04 January 2009

2. The Iron Tracks

The Iron Tracks by Aharon Appelfeld
I read this book in one day (200 pages). This book was a very pleasant surprise for more than one reason. I found it sitting on a shelf at a used book store. I purchased it because of the short bio of the author on the back cover. I had no idea what to expect, but that is half the fun of starting a book. Will it be good? Will it catch my attention? Will I finish this one?
Yes...yes...yes. The book caught my attention right away. I was trying to place the events into a frame of reference that was familiar to me. That was pretty easy because I have spent time in that part of the world. The more I read, the more familiar it became. There was a reason.
First of all, the reason I picked up this book was Appelfeld's bio. I read this and took an interest in what the man would have to say. This man was born in Romania in 1932 and is a Jew. At eight years old he witnessed the murder of his mother by Nazi troops invading his home. They sent he and his father to a concentration camp. He escaped from the camp and lived in the forest for almost three years. He emigrated to Palestine in 1946 (before it was Israel). He was reunited with his father after years of separation.
The book itself is interesting. It is about a Jewish man who was in a concentration camp in Austria. The setting for the book is 40 years after the end of World War II. This man, Erwin, travels the Austrian countryside perpetually. On March 27th of every year he leaves on a train from the station at Wirblbahn. He travels the same route, making the same stops, seeing the same people, every year...year after year. Each stop is no more than a day here or a day there. The entire circuit takes about 50 weeks. Then he starts all over again. The reasons for it are to collect and sell Jewish antiques and to "hunt and kill" the murderer of his parents. Can you imagine traveling the same circuit like that for 40 years?

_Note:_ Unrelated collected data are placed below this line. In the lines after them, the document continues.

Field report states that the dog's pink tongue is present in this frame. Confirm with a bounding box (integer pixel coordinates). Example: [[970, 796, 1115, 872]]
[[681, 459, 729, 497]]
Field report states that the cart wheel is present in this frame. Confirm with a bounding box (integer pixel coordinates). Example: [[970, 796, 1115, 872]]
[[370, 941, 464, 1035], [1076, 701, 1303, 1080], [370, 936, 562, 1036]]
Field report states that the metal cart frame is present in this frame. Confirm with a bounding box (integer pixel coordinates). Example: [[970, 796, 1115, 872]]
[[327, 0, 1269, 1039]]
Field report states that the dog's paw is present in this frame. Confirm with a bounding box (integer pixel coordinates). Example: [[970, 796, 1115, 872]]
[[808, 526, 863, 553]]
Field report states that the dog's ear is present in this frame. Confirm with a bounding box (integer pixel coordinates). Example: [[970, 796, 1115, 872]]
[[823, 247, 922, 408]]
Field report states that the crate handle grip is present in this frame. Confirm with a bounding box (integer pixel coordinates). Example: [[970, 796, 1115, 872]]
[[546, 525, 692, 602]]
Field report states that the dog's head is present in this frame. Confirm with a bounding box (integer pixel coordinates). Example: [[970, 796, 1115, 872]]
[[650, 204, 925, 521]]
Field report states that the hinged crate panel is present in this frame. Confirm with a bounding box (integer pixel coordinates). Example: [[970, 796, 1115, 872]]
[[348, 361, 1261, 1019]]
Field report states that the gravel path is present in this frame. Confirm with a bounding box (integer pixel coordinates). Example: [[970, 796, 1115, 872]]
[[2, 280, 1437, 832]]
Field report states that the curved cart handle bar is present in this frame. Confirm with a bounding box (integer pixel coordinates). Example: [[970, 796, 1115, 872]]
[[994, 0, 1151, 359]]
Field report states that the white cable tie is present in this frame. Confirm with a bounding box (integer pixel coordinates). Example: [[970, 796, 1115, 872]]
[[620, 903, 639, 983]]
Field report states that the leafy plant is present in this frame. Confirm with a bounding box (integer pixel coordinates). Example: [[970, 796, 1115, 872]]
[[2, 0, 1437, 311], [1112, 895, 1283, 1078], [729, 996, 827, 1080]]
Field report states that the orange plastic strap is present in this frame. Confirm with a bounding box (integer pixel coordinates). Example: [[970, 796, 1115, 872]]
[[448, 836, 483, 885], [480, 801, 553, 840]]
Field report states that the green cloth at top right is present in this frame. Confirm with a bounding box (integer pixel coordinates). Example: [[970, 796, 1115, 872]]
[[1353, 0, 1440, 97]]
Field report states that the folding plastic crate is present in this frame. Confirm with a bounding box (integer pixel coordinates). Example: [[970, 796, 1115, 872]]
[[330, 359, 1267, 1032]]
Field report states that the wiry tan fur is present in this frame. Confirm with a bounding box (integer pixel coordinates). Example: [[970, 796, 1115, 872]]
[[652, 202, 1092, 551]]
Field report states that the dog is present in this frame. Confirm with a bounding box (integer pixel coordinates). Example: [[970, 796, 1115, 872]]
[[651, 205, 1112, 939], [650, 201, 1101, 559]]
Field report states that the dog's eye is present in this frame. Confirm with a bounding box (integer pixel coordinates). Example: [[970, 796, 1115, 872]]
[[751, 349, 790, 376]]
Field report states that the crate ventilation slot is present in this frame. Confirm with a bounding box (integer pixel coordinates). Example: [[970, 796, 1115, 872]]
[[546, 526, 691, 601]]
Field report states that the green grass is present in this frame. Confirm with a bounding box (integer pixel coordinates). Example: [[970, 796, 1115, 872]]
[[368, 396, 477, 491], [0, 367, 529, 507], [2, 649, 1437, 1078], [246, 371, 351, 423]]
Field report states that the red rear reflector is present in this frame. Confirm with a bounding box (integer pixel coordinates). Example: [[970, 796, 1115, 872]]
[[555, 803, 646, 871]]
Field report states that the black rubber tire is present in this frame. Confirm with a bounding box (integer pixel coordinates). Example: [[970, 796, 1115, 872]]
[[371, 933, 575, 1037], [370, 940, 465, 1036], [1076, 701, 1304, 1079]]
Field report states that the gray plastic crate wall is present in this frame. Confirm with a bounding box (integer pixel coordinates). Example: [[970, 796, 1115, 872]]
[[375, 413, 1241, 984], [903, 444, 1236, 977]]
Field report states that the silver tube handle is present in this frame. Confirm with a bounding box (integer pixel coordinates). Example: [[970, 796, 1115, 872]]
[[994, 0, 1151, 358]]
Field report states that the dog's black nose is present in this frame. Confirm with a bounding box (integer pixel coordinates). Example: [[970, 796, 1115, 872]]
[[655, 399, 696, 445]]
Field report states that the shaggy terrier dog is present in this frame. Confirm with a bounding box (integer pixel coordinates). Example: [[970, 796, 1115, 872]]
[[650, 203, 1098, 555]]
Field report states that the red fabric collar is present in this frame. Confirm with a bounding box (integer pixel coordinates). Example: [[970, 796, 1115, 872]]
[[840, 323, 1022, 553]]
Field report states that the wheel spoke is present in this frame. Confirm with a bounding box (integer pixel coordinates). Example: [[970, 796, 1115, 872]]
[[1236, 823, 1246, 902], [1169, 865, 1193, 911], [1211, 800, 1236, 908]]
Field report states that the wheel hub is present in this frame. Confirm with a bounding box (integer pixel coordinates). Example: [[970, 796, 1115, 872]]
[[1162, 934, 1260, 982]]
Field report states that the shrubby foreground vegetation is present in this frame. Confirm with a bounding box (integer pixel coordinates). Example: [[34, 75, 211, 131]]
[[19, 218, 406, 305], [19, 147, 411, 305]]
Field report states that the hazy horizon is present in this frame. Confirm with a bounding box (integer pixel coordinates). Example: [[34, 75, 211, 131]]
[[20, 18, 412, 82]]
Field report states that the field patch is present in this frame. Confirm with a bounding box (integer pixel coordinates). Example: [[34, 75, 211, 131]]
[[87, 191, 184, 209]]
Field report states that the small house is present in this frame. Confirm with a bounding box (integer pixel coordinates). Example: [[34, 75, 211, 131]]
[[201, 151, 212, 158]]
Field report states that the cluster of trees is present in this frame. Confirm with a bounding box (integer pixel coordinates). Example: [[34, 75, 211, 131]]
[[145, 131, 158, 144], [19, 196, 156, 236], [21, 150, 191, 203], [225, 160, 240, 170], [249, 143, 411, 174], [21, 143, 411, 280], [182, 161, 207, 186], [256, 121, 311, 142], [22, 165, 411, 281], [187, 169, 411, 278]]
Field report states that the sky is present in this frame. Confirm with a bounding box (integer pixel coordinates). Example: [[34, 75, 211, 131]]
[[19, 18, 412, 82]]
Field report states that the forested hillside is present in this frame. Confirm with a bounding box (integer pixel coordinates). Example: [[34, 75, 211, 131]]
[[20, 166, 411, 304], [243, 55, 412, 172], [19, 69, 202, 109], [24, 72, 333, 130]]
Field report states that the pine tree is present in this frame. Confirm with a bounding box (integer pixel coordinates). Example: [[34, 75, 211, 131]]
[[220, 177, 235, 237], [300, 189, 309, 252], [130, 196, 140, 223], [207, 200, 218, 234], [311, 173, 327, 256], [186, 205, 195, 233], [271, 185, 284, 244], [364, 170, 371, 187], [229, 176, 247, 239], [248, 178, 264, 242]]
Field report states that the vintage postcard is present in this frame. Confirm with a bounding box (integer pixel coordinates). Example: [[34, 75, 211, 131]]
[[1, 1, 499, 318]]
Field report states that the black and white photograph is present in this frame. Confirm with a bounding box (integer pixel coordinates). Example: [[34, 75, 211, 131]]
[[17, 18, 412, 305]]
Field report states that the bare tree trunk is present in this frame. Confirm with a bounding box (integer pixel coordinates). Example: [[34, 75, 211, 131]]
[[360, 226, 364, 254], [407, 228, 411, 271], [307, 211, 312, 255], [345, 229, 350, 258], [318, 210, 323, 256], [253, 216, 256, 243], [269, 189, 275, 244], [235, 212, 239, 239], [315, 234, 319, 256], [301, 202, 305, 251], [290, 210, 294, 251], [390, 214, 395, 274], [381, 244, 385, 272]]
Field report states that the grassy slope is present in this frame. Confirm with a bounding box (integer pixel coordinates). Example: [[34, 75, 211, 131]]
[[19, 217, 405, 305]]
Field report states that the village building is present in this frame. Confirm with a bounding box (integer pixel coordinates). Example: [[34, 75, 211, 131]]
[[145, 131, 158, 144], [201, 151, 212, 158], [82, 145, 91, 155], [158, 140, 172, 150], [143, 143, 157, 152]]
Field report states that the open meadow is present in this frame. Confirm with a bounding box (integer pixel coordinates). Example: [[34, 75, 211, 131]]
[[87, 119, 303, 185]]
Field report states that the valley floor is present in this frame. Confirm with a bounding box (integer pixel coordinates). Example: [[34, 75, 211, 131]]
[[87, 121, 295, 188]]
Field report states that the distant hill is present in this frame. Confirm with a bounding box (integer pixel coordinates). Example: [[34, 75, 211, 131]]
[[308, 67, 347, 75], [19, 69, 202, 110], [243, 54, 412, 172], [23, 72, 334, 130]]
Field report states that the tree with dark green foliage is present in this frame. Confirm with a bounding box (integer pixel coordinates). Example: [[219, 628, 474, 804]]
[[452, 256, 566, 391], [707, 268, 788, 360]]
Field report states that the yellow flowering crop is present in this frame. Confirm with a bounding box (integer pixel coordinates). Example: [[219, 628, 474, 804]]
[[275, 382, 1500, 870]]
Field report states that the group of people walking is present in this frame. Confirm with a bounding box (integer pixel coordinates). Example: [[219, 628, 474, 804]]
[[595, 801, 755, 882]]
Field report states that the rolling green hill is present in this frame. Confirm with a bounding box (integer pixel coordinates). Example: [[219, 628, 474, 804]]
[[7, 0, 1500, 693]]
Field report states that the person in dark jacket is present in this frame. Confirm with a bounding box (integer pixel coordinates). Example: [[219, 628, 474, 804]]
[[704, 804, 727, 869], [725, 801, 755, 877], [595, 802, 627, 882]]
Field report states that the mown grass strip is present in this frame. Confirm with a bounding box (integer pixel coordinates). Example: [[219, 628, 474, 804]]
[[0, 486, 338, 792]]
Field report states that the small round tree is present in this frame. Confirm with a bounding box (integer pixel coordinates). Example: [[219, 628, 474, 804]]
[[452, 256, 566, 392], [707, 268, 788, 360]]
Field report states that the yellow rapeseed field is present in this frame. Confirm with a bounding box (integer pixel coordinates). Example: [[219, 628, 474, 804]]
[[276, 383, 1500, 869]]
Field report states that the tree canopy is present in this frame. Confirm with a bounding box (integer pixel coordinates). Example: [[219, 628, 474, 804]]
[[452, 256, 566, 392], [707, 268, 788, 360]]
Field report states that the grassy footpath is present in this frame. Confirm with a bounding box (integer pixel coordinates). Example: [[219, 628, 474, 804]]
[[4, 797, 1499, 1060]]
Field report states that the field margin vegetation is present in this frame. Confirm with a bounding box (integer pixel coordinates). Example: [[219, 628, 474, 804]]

Along the way we meet Erwin's friends, learn more about his past and who he is. What I found interesting is that I did not think the narrator in the story was really telling the truth. It was like I was listening to a friend tell me the story of his own adventures. People always leave out the hard truths. Leave out the pain and the fear. This narrator spoke like that. Until the very end.
We learned that Erwin's parents were Communist Jews. They had betrayed the Jewish people in favor of communism. Later they all ended up together in a camp and the Jewish people betrayed them also. In the story it was mentioned that the father was Ruthenian and taught his son the Ruthenian language. I figured that was some fictitious place and language made up for the book, but I looked it up after Erwin asked his mother why she did not speak Ukrainian and then said his father was from Lvov (a Ukrainian city).
This gave the book a personal attachment for me. I have been to Ukraine twice. We have adopted two daughters from Ukraine. We have many friends in Ukraine. We have many friends who have adopted children from Ukraine. I have spent time learning about Ukrainian history and culture.
Just this last September I spent time with Ukrainian friends at a Great Patriotic War museum in Kharkiv that was VERY moving. I had been taught all about the allied fight against the Nazis and how the US saved the world. I went to this museum and learned a whole different front existed. I had learned the trivial parts of the battles fought between the Red Army and the Nazis. This was different, and quite fascinating.
Since this book was about the same war, and now was attached to the same country, and was speaking of a culture I now understand a little, the book became more than just some printed words. Borscht is just food. Borscht is more than just food when you help a dear friend, a rural Ukrainian woman, peel the potatoes in her kitchen in a house that doesn't even have hot water and then watch your daughter pluck the chicken's feathers after they went to the back yard and killed one that wasn't laying many eggs. (Was that the world's longest sentence?) This is why this book came to life for me. It was my personal experience wit some things that came up in the text.
So...more about the actual book.:
I like Appelfeld's style in writing this book. What can I call it? Curt? Squished yet descriptive? Maybe compressed is the right word? It seemed like the words in the book were few, but the meaning in them was huge. Exactly the opposite of that wordy Woodpecker book. :-)
I found it interesting that we did not even learn the main character's name until fully one quarter of the way into the book. Even the man's profession is only alluded to until probably half way through the book.
After reflecting on the book a little I think Erwin is afraid. He is still stuck in the concentration camps. He goes through the same motions and does the same things, despite the lack of happiness or joy, and can not make it change. If it changes then life ceases to exist, almost. Like, maybe he will just disappear. His life is empty. He embraces the emptiness, but fails to admit it even to himself.
I found the confrontation with the murderer, Col. Naftigel, to be different. Erwin had really done nothing at all except wander around reflecting and talking until that moment. That town. That chapter. That was a different Erwin, but the same Erwin.
Can I say this is a great book? Probably not great, but definitely good.
Can I say you should read it? That is difficult because I had an emotional attachment to it that you probably would not.
Will I say you should avoid it? Nope. It is a good book and deserves to be read. Even if you don't like it as much as I did, and it is a pretty quick read.